The first one ended in a hung jury a year ago when the ex-union leader’s lawyer, Paul Shechtman, and the counsel for his co-defendant, Murray Huberfeld, were able to cast doubt on his credibility by exposing repeated lies and scams, as well as simply unflattering and insensitive behavior in which Mr. Rechnitz engaged. After Mr. Huberfeld subsequently pleaded guilty to a lesser offense, the second trial of Mr. Seabrook ended in a conviction this past summer, with Mr. Rechnitz reined in enough by prosecutors to avoid making himself seem so distasteful to jurors. That led them to focus on damning testimony by the defendant’s former subordinates on the COBA board that he had deceived them about what became $20 million worth of investments in a hedge fund in return for a $60,000 bribe.

Among the unsavory details Mr. Rechnitz supplied prosecutors with that led to the indictment of Inspector Grant and another ranking cop, Deputy Chief Michael Harrington, were that he and Mr.
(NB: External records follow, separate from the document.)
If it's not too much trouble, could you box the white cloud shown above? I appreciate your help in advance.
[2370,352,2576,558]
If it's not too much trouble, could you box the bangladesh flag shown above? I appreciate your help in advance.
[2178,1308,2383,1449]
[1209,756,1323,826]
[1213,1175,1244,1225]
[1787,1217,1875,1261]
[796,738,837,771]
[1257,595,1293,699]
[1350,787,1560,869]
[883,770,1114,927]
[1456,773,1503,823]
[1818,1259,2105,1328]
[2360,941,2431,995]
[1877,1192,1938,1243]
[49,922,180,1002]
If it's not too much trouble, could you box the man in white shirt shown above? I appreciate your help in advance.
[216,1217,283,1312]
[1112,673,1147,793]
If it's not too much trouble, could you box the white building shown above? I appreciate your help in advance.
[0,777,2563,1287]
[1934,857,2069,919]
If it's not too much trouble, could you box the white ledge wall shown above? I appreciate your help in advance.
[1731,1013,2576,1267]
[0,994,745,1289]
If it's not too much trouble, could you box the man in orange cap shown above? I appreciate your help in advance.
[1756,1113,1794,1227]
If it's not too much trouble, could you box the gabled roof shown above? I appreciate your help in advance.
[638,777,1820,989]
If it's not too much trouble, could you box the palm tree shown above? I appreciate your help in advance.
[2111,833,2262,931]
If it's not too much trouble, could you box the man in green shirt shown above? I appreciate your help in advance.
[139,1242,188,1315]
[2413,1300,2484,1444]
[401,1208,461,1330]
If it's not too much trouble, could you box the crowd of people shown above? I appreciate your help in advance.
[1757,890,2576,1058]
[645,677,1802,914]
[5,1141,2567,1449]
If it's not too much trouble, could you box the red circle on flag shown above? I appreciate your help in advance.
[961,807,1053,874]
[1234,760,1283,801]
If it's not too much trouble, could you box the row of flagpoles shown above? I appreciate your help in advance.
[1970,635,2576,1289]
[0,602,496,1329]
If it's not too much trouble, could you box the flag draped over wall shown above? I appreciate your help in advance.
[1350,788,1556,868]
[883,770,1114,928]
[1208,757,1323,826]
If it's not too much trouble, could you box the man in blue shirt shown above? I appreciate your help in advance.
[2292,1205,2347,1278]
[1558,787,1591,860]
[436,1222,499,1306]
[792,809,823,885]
Reichberg treated them to meals at expensive restaurants and foreign vacations, and gave Mr. Harrington tens of thousands of dollars worth of business with a security company run by his family. Mr. Rechnitz also told prosecutors that Mr. Reichberg had arranged a trip to Las Vegas for Mr. Grant and another cop to watch the Super Bowl, and on the flight there had paid for a prostitute to have sex with the two men.

In return for their generosity and using their political connections with others higher up in the department including then-Chief of Department Philip Banks III, Mr. Rechnitz was expected to testify, the two ranking officers provided a variety of favors to them, including helping them and their friends to avoid summonses and arrest. They sometimes resolved civil disputes involving the Orthodox Jewish community, pressured subordinates to assist Mr. Rechnitz and Mr. Reichberg, and helped facilitate promotions and transfers of other cops who had accommodated the two businessmen.

On one occasion, Mr. Rechnitz testified during the first Seabrook trial, one of the commanders arranged to have a tube of the Lincoln Tunnel closed so that the entrepreneur’s boss at the time could receive a police escort from Teterboro Airport into Manhattan after returning from a trip to Israel.

Gun-License Payoffs

Mr. Reichberg is also accused of making payoffs to other cops to expedite the processing of applications for gun licenses, sometimes to persons who would ordinarily have been denied them had they gone through normal channels.

Ms. Necheles joined Mr. Meringolo in arguing that there was nothing criminal about favors being traded between two friends, and both said that Mr. Rechnitz was cooperating with prosecutors to gain leniency while falsely implicating their clients in his own criminal activities. Mr. Meringolo has spoken of subpoenaing Mr. de Blasio—who has denied doing any special favors for Mr. Rechnitz, but also condemned Mr. Reichberg as someone he never should have gotten mixed up with—as part of an effort to discredit the witness.